I've built plenty of PCs, including a few SFF PCs without GPUs, but never something requiring this kind of customization so I'm planning to find a detailed build online and mostly copy what the other person did, if possible.

If you go for the 4080 or 5080, you will have a lot more options for sure. If you can find one, I would try get a 2/2.5 slot wide card, gives you so much more flexibility.

Bookmark this Excel, saves you a lot of time looking up specs: https://docs.google.com/spreadsheets/d/1AddRvGWJ_f4B6UC7_Ift...

You want a GPU no longer than 325mm (though exactly 325mm may be pushing it).

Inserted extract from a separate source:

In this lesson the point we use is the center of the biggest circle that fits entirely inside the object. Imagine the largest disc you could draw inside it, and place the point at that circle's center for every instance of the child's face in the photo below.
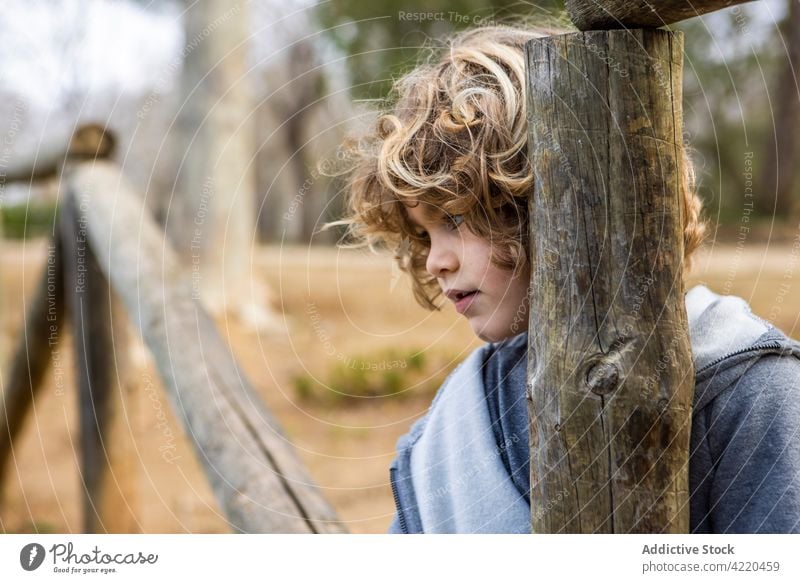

For the 4090 it was basically Founder's Edition or my card. FE was impossible to source (I am not in the USA), and I had to get the MSI card specially ordered in, the most common card was the ASUS ROG monster which at 357mm would never fit.

At 322mm, the MSI card barely fits (after deshrouding), there is like 2-3mm to spare length-wise. And you have to build in 3 slot mode if you want any clearance from the PSU (mount PSU on standoffs).

Before deshrouding, the GPU plastic covers mean you can't also plug in the USB-C I/O port.

Oh yeah, forgot about the riser cable.

The one that comes with the FormD case is serviceable, but depending on the motherboard. I believe it has issues with Gigabyte B760 and B650 motherboards.

I also have the LinkUp 19mm PCIe 5.0 V2 riser cable (https://linkup.one/linkup-ava5-pcie-5-0-riser-cable-future-p...), but it can only be used in air-cooled builds - it has a red tab at the top which blocks the radiator if you want to use it with watercooled/AIOs. See this thread: https://www.reddit.com/r/sffpc/comments/1f5ij02/question_re_.... Some brave souls have hacked off the tab with a knife/scissors but you have to be careful not to cut the wires along with it :)

So I had to go back to the stock cable for the AIO flavor build, which has other issues (you have to fold it/squash it a bit at the bottom where it bends around below the motherboard, so that pressure on it doesn't cause it to make it pop out of the motherboard connector). Before you put on the bottom cover with the feet on it, the riser will touch the surface of whatever you are building on, and given enough time can cause the motherboard connector to loosen or pop out.

Had hours of debugging fun trying to figure out why it was starting to lock up while gaming, turned out to be the riser having wiggled loose from the motherboard.